I was very pleased with Senator Obama’s answer to my question on torture. He spoke with passion and clarity in offering what sounded like an absolute rejection of torture: by our military, by our intelligence services, by our allies, or by anyone. He rejected torture as bad morally, bad for our troops, and bad for national security.
Of course, President Bush says he rejects “torture” too. But we now know that the way he makes that statement is by having administration lawyers redefine his actions so that by definition they cannot be defined as torture. This evasiveness and redefining of the meaning of terms is one of the great and terrible casualties of the descent into torture by our government. One of its implications is that just hearing a candidate say an absolute no to torture still leaves one wondering if he is saying no to torture or to “torture” as redefined by this administration.
If I had more time Sunday night, I would have asked specific questions such
as: will you bring our nation back into full compliance with the Geneva Conventions, will you release and then publicly repudiate all the Administration’s torture memos of the last seven years, will you require the CIA to abide by the Army Field Manual interrogation standards and/or the principle of the Golden Rule (do unto your enemies as you would have them do unto your troops), will you end the indefinite detention of detainees at Guantanamo and elsewhere, and so on.

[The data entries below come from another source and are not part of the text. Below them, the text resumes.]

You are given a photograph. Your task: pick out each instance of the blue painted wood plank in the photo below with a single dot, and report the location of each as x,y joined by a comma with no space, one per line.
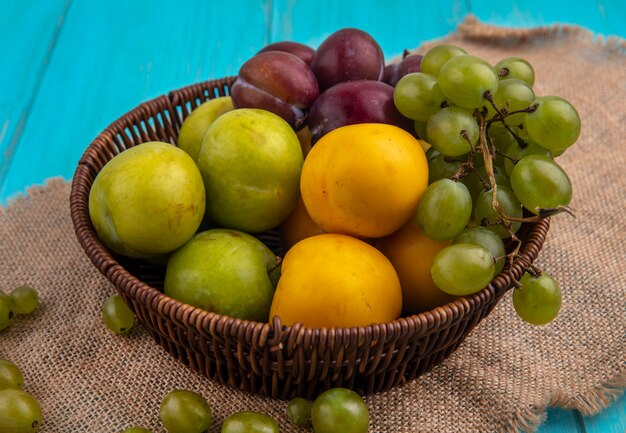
111,56
27,37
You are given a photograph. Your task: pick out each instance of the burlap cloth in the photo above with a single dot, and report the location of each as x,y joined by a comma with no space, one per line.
502,378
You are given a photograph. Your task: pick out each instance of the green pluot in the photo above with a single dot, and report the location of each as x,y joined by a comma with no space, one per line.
224,271
147,201
196,124
251,161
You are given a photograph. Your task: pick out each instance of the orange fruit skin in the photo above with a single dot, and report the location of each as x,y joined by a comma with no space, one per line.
412,252
364,180
334,280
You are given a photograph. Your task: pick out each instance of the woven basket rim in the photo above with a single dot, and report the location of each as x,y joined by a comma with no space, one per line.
107,264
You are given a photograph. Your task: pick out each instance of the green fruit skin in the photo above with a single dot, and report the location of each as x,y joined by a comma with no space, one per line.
249,422
117,316
6,311
463,269
251,161
225,271
197,123
185,411
10,375
339,410
148,200
19,412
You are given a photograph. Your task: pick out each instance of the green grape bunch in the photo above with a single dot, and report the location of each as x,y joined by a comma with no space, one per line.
491,168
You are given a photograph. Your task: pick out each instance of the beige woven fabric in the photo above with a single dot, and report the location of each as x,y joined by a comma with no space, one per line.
501,379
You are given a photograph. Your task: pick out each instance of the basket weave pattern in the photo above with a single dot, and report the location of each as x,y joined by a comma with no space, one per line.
263,358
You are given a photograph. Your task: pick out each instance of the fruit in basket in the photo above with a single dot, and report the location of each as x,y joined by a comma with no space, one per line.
249,422
339,410
19,412
279,82
352,102
411,253
250,161
346,55
304,52
148,200
223,271
196,124
333,280
184,411
364,180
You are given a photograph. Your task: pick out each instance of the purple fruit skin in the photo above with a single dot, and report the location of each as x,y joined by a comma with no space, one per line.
348,54
304,52
276,81
395,71
350,102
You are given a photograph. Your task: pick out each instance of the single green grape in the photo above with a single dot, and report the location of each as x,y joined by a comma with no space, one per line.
538,300
444,209
465,79
184,411
555,124
250,422
6,311
518,152
339,410
463,269
446,131
439,166
19,412
540,183
513,95
484,211
25,299
299,411
486,239
417,96
516,67
437,56
117,316
10,375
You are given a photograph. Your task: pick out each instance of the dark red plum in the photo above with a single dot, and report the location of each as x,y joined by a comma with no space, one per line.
364,101
346,55
279,82
304,52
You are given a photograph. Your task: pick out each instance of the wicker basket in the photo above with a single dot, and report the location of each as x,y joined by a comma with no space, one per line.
271,359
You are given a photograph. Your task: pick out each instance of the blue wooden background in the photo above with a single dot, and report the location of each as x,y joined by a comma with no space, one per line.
71,67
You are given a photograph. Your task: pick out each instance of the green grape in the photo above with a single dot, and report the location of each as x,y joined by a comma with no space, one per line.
486,239
417,96
249,422
445,130
465,80
299,411
444,209
555,124
483,210
540,183
518,152
6,311
436,57
10,375
439,167
185,411
25,300
474,180
538,301
19,412
462,269
117,316
513,95
516,67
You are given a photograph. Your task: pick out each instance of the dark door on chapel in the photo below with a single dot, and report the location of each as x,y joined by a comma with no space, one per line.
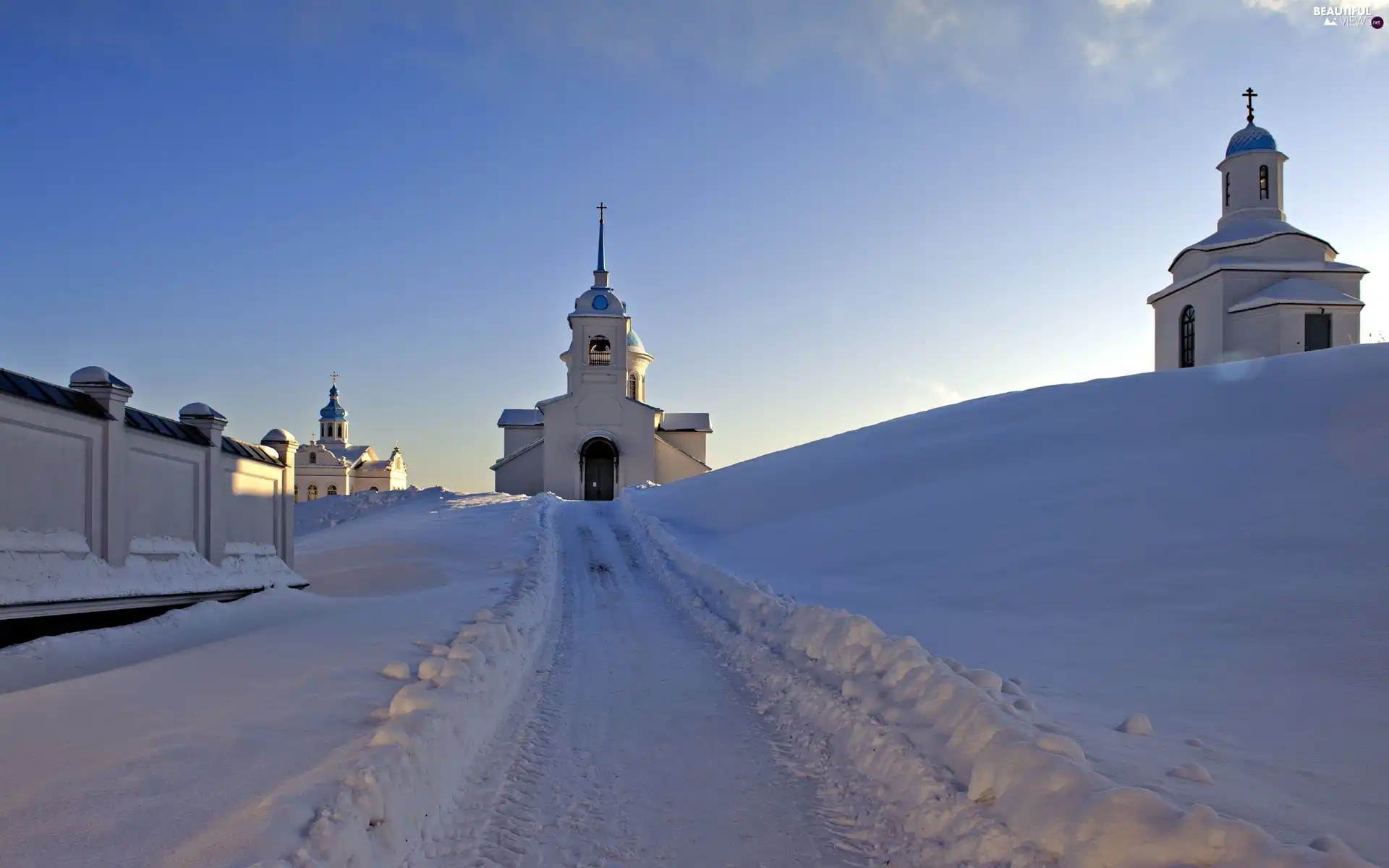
1317,332
599,469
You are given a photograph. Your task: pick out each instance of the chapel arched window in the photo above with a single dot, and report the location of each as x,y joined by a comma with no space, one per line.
1188,336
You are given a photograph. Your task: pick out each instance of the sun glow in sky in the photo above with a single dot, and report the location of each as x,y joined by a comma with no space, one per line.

Finally, the original plan was that I would have asked that question to Senator Clinton. There was not time, and my question was almost bumped from the program altogether. Therefore I now ask both Senator Obama and Senator Clinton what their answers are to all of the questions I have just posed in the last paragraph.
The turn to torture has stained the honor of our nation. It must be repented and repudiated, utterly. We can and must defend our nation without it.
The Compassion Forum exchange:
David P. Gushee: Senator Obama, recently yet another disturbing memo emerged from the Justice Department. This one said that not even interrogation methods that, quote, “shock the conscience” would be considered torture nor would they be considered illegal if they had been authorized by the president.
Senator Obama, this kind of reasoning shocks the conscience of many millions of Americans and many millions of people of faith here and around the world. Is there justification for policies on the part of our nation that permit physical and mental cruelty toward those who are in our custody?
Senator Obama: We have to be clear and unequivocal. We do not torture, period. We don’t torture. Our government does not torture. That should be our position. That should be our position. That will be my position as president. That includes, by the way, renditions. We don’t farm out torture. We don’t subcontract torture.
And the reason this is important is not only because torture does not end up yielding good information — most intelligence officers agree with that. I met with a group — a distinguished group of former generals who have made it their mission to travel around and talk to presidential candidates and to talk in forums about how this degrades the discipline and the ethos of our military.
It is very hard for us when kids, you know, 19, 20, 21, 22 are in Iraq having to make difficult decisions, life or death decisions every day, and are being asked essentially to restrain themselves and operate within the law.
And then to find out that our own government is not abiding by these same laws that we are asking them to defend? That is not acceptable. And so my position is going to be absolutely clear.
And it is also important for our long-term security to send a message to the world that we will lead not just with our military might but we are going to lead with our values and our ideals.
That we are not a nation that gives away our civil liberties simply because we’re
scared. And we’re always at our worst when we’re fearful. And one of the things that my religious faith allows me to do, hopefully, is not to operate out of fear.
Fear is a bad counsel and I want to operate out of hope and out of faith.